Период его вятской ссылки в 1843–1844 гг. остается до сих пор неосвещенным в литературе. В лучшем до сих пор исследовании о Долгорукове начала 1930-х гг. историка С.В. Бахрушина этому эпизоду посвящено лишь несколько строк [1]. Осветить вятский период жизни по сохранившемуся личному делу ссыльного князя – задача данного очерка. 
Для понимания этого человека важно обратиться к кратким вехам его биографии. Казалось бы, он реально родился для самой блестящей карьеры. Этому благоприятствовало все: знатное имя, фамильные связи, значительное состояние. Но во время родов умирает мать, а невдолге после этого – отец. Круглый сирота. Простор для последователей доктора Фрейда. 
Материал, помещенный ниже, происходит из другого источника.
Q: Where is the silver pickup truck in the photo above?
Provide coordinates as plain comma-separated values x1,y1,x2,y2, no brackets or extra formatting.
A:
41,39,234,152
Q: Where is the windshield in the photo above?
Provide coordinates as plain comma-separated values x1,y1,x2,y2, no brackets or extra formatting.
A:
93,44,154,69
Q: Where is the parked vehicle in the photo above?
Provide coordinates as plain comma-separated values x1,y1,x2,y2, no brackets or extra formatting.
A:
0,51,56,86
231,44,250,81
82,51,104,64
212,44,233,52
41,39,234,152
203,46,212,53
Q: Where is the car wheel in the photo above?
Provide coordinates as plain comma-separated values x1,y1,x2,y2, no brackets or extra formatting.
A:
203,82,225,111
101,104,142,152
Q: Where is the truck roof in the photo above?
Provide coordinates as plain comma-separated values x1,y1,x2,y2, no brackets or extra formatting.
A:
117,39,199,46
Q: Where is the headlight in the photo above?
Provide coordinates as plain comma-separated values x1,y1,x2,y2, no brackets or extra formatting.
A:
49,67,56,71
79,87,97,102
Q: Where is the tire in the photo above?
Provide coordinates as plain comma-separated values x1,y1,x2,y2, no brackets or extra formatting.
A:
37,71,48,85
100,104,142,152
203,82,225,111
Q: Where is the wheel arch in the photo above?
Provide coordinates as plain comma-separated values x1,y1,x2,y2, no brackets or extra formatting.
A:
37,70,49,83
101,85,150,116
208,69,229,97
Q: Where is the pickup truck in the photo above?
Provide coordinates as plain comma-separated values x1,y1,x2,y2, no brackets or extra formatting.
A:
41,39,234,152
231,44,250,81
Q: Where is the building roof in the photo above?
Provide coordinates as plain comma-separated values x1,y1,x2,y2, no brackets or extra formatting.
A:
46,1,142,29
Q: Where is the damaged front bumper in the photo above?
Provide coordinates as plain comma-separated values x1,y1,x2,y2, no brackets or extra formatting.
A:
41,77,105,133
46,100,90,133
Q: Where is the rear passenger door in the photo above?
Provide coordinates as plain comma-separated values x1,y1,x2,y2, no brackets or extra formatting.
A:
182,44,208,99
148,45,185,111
До 10 лет мальчика воспитывала бабушка. После ее смерти Петю отдали в Пажеский корпус, где тот блестяще учился, но за девиантное поведение (нетрадиционная ориентация) был разжалован из камер-пажей в пажи и выпущен с плохим аттестатом, перекрывшим возможности любой карьеры [2]. Фиктивная должность при Министерстве народного просвещения явно ничего не обещала в будущем этому тщеславному честолюбцу. 
По отзывам очевидцев того времени, князь был нехорош собой, маленького роста, неказистого сложения, хромал (отсюда его прозвище в свете – «колченогий», естественно, на французском). Князь был очень несдержан, груб, причем малейшее противоречие выводило его из себя. Он считал для себя все позволенным и не стеснялся в средствах для достижения своих целей. В 1830-е гг. жил какое-то время в Москве вместе с другим такого рода «шалуном» князем И.С. Гагариным [3]. Они были друзьями  Луи Геккерна.
Другой вятский  ссыльный той эпохи А.И. Герцен, неплохо относившийся к князю и сотрудничавший с ним за границей, писал в «Былом и думах»: «Князь Долгоруков принадлежал к аристократическим повесам в дурном роде, которые уж редко встречаются в наше время. Он делал всякие проказы в Петербурге, проказы в Москве, проказы в Париже. На это тратилась его жизнь. Это был избалованный, дерзкий, отвратительный забавник, барин и шут вместе» [4]. 
В 1860-х гг. в России стала распространяться версия, что именно Петр Долгоруков в 1837 г. написал анонимные письма и диплом рогоносца, приведшие к дуэли и гибели А.С. Пушкина. Так это или нет – сказать сложно. Экспертизы противоречивы. Сам князь это категорически отрицал. Но согласимся с князем П. Вяземским – не доказано, но Долгоруков мог такое сделать. 
С 1938 г. князь (по его словам) занялся дворянскими родословными и в течение ряда лет подготовил и опубликовал «Сказание о роде князей Долгоруковых» (1840), «Российский родословный сборник» (книги 1–4, 1840–1841). Материалы последней стали основой для четырех томов «Российской родословной книги» (1854–1857). Последнее издание – крупнейший российский генеалогический справочник XIX в., сохраняющий свое значение по сей день.  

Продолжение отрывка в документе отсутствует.